How to find misspellings and anglicisms to avoid redundancy

Hello everyone,

I have a list of words, mainly german words, witrh anglicisms or different typ of writing. Here is an example:

  • music
  • musik
  • ■■■■
  • ■■■■■ 
  • pornographisch

I dont want to see all of those words in my tag cloud, only "musik" and "■■■■". So the result in the table should look like that:

music musik
musik musik
■■■■ ■■■■■
■■■■■ ■■■■■
pornographisch ■■■■■

Any ideas?

Thanks in advance :)

Hi, 

maybe the Replacer o the Dict Replacer nodes are helpful for you.

Greeting

Jasmin

Hi Jasmin,

thanks for your respond :)

I try to slove the problem by not using external data, because I want to analyze different articles with very different content.

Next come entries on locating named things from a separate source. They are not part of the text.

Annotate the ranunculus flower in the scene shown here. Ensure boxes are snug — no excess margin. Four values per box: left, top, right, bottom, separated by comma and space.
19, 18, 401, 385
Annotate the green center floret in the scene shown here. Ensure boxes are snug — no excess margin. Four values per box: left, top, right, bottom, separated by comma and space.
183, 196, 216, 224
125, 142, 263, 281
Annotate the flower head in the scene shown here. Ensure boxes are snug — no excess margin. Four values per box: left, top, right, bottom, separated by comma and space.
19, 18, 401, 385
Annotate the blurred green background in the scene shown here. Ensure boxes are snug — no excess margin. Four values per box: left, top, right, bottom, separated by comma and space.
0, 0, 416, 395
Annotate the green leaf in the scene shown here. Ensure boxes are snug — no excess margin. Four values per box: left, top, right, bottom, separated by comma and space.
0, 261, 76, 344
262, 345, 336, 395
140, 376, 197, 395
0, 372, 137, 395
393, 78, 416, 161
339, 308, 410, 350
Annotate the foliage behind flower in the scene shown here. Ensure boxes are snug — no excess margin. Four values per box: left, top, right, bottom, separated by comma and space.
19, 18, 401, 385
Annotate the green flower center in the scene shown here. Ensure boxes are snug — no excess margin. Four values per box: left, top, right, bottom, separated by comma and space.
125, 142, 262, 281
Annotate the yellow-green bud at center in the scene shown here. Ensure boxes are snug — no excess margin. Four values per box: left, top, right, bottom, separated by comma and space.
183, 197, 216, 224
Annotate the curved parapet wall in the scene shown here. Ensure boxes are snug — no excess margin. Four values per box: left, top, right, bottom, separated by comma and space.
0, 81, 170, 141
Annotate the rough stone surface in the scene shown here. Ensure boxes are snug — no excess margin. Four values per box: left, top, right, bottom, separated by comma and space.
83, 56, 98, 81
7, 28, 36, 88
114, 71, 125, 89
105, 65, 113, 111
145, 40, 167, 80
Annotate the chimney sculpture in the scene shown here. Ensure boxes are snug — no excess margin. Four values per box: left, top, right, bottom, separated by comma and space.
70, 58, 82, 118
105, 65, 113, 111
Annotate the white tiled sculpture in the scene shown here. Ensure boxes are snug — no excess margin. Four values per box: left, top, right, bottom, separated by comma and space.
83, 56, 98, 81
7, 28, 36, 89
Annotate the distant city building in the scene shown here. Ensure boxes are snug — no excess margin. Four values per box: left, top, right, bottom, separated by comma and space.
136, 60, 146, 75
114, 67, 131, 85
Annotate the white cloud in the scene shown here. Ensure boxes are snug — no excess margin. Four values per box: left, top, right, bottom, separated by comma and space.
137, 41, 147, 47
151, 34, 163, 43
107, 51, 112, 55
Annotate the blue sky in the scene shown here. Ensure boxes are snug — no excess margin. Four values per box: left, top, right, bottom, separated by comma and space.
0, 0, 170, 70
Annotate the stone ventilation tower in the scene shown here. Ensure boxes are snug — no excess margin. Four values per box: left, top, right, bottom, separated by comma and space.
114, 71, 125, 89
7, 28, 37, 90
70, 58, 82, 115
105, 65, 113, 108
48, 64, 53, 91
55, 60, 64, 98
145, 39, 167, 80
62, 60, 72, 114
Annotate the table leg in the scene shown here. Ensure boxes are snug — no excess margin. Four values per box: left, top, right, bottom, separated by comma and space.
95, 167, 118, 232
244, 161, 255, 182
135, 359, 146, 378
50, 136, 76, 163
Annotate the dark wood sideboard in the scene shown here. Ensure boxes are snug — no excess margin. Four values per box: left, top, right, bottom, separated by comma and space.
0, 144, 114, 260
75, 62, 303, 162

Therefore it would b e the more efficient way to let KNIME replace the words by itself.

Hi Ralph

you could solve this using a density based clustering.

Therefore use the String Distances (i used the Levenshtein distance, with weight 0 on insertion) and afterwards the DBSCAN node gave me the following results:

music   Cluster_0
musik   Cluster_0
porn   Cluster_1
porno   Cluster_1
pornographisch   Cluster_1

After identifiying the Clusters you would need to set them to one of the names. E.g. by taking one of the values in the cluster.

Cheers, Iris

Hi Iris,

that sounds like the perfect solution I was searching for. The only problem I have is that I have no fucking clue how to build the proper workflow because I never worked with the DBSCAN. Is it possible to attach your workflow?

Thank you so much  :)

Hi Ralph, sure the workflow is attached.

Hi Iris,

the workflow is almost perfect, but it is not working 100% accurate. I attatched the workflow with additional data so you can see the wrong results. 

Any idea how to fix it?

Thanks :)

No, I am sorry, I played with the parameters but did not find a good solution.

Did you check out the following Blog Post? https://www.knime.org/blog/address-deduplication

Maybe this provides a solution.

Iris

This topic was automatically closed 90 days after the last reply. New replies are no longer allowed.